Agora, o novo modelo de Hawking propõe uma explicação diferente para como energia e matéria conseguem escapar do buraco negro. Ele sugere que não existe uma fronteira bem definida entre buraco negro e o resto do cosmo, que os cientistas chamam de “horizonte de eventos”. Hawking diz que esse limite é variável, de acordo com o observador, e não é implacável, pois permite que partículas passem de volta. Ele é, segundo Hawking, um horizonte aparente. Aprisionaria apenas temporariamente energia e matéria, até liberá-las. As partículas voltam irreconhecíveis, como um texto cuja ordenação foi alterada aleatoriamente. Mas toda a informação está lá.
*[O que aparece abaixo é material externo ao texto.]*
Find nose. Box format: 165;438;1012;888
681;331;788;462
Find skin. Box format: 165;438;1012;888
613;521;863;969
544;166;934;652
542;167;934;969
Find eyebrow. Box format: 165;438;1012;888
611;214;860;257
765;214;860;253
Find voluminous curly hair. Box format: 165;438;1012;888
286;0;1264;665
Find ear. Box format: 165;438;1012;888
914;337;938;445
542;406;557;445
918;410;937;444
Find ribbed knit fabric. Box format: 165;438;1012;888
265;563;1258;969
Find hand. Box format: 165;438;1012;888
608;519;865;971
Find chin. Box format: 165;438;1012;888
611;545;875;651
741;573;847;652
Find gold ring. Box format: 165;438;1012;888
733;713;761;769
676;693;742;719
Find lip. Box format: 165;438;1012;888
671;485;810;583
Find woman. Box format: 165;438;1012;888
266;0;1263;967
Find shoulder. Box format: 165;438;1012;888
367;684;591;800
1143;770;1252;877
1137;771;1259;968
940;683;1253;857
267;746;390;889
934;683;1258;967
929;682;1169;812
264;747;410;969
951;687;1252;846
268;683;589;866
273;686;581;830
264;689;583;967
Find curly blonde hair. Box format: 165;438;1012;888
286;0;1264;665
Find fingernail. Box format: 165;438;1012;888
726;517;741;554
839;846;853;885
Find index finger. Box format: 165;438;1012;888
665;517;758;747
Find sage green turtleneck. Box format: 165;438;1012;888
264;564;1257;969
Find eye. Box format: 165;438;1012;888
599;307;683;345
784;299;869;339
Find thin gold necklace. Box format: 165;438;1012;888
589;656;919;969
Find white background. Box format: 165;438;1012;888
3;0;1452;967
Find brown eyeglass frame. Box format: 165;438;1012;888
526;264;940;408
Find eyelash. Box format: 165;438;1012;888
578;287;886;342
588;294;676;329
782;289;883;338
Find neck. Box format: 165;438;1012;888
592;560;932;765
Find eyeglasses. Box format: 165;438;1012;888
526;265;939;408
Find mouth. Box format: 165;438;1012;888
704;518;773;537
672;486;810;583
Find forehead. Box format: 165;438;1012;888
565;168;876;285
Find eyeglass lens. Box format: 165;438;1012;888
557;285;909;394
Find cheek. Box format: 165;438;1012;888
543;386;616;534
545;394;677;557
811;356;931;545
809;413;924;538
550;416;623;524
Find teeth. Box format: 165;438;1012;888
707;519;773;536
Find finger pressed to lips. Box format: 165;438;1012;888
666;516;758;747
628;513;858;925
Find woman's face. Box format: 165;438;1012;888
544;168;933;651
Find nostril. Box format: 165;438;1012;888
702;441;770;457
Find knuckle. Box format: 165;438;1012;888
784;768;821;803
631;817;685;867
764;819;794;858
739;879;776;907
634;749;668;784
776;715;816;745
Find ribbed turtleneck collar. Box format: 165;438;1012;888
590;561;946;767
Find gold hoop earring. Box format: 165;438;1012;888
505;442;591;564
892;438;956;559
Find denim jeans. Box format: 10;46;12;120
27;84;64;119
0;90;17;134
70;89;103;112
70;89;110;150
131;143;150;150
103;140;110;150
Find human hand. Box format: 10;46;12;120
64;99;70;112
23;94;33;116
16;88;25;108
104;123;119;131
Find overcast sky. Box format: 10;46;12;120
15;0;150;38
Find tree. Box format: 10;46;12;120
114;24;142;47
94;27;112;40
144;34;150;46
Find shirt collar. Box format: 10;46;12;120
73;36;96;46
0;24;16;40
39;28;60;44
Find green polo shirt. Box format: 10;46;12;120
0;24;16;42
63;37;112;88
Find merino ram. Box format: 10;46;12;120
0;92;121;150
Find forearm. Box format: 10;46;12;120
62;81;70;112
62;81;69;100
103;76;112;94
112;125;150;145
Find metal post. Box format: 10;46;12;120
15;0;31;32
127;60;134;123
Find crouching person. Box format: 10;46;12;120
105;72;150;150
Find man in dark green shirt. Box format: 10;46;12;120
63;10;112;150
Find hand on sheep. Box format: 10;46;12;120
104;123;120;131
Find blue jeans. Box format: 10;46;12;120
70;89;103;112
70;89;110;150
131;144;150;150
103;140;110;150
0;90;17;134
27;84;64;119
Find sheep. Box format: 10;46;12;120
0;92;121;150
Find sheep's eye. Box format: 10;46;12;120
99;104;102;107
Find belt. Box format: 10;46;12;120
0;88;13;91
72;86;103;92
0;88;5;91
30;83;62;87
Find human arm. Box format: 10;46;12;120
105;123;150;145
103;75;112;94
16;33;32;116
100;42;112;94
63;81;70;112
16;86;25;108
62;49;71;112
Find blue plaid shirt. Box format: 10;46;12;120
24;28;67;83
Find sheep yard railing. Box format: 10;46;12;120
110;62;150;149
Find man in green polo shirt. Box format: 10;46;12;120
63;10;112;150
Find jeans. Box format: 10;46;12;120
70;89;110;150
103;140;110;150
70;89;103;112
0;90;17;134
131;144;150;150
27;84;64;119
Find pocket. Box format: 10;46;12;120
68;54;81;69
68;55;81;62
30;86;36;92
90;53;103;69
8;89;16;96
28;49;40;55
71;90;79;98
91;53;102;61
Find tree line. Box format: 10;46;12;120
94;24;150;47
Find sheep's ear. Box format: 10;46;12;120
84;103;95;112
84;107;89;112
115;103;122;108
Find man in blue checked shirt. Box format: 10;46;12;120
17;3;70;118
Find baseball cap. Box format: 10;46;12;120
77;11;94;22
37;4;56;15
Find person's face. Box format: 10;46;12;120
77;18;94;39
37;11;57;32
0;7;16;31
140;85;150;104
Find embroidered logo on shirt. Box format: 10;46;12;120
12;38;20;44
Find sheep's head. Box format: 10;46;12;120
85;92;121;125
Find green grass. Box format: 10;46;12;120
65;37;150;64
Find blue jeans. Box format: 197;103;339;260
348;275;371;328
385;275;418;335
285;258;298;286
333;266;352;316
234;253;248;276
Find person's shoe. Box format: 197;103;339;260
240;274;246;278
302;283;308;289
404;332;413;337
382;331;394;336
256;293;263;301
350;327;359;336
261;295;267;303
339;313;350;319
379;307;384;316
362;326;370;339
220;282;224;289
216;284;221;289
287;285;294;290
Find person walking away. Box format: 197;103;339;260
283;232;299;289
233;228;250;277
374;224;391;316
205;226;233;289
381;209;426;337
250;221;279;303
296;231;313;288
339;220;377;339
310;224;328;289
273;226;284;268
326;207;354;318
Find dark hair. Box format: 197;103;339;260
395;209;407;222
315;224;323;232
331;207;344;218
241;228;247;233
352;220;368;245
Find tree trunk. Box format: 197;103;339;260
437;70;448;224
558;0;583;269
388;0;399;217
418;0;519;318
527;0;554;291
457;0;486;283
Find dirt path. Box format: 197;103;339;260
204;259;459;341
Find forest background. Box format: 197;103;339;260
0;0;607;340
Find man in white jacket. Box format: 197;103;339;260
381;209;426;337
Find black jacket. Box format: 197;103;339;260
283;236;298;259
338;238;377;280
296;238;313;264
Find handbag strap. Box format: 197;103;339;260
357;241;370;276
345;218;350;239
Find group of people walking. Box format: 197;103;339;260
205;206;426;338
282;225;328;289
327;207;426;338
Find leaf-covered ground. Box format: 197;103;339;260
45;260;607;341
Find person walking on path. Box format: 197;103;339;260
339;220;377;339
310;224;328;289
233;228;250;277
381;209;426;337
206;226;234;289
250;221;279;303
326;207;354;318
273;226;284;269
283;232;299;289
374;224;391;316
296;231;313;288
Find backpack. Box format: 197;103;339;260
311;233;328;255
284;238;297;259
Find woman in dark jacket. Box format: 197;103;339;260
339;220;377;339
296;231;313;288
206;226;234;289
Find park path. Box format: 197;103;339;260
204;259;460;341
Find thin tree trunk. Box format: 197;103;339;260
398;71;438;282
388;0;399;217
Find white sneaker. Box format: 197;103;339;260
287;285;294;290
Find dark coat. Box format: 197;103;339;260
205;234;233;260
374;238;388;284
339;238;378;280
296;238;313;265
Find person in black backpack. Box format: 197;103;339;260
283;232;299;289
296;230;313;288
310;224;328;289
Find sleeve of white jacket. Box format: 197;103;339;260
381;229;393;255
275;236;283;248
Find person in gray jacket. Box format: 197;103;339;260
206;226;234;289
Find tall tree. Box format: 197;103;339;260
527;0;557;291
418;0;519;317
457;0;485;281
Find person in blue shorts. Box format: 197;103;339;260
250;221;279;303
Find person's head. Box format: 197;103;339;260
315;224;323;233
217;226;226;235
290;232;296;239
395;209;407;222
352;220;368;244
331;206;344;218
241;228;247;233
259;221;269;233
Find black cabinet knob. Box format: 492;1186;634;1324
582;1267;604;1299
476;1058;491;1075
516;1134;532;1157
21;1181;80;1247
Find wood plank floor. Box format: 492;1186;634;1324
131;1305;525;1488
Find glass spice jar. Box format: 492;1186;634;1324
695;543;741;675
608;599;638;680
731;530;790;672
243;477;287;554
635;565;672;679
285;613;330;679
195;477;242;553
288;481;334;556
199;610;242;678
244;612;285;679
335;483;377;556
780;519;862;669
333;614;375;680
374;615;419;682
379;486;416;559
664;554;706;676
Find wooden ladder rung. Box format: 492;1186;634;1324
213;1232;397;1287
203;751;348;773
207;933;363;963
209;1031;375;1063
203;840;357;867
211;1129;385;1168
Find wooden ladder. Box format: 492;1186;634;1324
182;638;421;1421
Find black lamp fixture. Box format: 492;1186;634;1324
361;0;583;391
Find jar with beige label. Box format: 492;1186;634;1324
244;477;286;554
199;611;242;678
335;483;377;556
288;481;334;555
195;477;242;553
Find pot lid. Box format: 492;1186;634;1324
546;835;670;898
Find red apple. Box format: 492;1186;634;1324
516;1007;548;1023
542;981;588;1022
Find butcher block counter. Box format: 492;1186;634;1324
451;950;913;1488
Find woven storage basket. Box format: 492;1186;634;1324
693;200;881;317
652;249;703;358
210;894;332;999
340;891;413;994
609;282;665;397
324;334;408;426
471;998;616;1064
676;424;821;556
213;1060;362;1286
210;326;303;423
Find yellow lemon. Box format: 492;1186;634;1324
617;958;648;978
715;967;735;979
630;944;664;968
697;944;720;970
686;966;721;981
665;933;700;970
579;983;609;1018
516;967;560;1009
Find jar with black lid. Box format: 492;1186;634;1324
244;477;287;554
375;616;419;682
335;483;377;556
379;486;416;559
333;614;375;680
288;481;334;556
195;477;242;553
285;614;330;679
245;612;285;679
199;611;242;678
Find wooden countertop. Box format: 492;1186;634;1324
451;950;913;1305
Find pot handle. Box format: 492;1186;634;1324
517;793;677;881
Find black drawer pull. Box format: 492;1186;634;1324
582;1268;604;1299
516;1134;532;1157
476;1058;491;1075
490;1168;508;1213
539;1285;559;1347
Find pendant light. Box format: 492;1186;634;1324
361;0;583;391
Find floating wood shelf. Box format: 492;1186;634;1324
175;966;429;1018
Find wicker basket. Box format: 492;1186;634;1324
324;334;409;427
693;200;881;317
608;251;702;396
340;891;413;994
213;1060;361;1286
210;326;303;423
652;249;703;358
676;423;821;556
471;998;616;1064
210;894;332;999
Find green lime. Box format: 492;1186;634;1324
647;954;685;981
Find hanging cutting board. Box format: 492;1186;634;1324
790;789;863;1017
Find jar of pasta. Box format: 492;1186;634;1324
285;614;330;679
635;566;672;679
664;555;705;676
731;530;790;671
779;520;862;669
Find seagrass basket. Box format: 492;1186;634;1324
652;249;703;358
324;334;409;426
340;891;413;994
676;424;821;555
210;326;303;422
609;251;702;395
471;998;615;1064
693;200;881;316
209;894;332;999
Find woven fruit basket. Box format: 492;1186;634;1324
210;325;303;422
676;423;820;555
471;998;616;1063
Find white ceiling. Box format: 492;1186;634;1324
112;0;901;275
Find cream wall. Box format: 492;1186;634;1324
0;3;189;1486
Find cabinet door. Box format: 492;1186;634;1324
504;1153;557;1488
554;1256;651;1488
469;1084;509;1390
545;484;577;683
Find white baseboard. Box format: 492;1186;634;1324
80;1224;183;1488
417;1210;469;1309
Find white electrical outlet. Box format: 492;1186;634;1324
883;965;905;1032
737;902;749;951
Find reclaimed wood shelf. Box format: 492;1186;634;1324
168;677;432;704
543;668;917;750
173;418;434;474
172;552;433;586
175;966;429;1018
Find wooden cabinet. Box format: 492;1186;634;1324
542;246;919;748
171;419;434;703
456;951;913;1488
Os buracos negros despertam a atenção da ciência desde o século XVIII, quando o britânico John Michell e o francês Pierre-Simon Laplace sugeriram a existência de estrelas negras, invisíveis. Em 1915, a Teoria da Relatividade Geral, de Albert Einstein, também previa a existência de pontos do Universo engolidores de matéria. Foi só em 1967 que o físico teórico americano John Wheeler usou o termo “buraco negro”. Pegou, apesar de alguns acadêmicos o considerarem obsceno.

O modelo mais aceito hoje prevê que a maioria das galáxias tem um buraco negro em seu centro. Observações no European Southern Observatory (ESO) conseguiram provas indiretas da existência de um no centro da Via Láctea, a galáxia onde está a Terra. A trajetória de estrelas atraídas por uma área aparentemente vazia sugere que elas estão sujeitas à imensa atração gravitacional de um buraco negro. Estima-se que ele tenha massa equivalente a 3 milhões de vezes à do Sol. Dentro de alguns meses, os astrônomos esperam conseguir provas mais visíveis da existência do fenômeno. Em setembro, o buraco negro teórico no centro da Via Láctea, na região chamada de Sgr A*, deverá “engolir” uma nuvem de gás.

O artigo de Hawking, que reavivou a discussão sobre a natureza dos buracos negros, foi escrito com base numa palestra ministrada por ele via Skype, durante uma reunião no Instituto Kavli de Física Teórica, nos Estados Unidos, em agosto de 2013. Seu modelo não foi demonstrado matematicamente nem aprovado por outros físicos. Precisa ser discutido e avaliado. Por enquanto, é uma sugestão, que pode servir como um caminho para levar outros cientistas a soluções mais precisas – e, quem sabe, ainda mais criativas para o enigma dos buracos negros.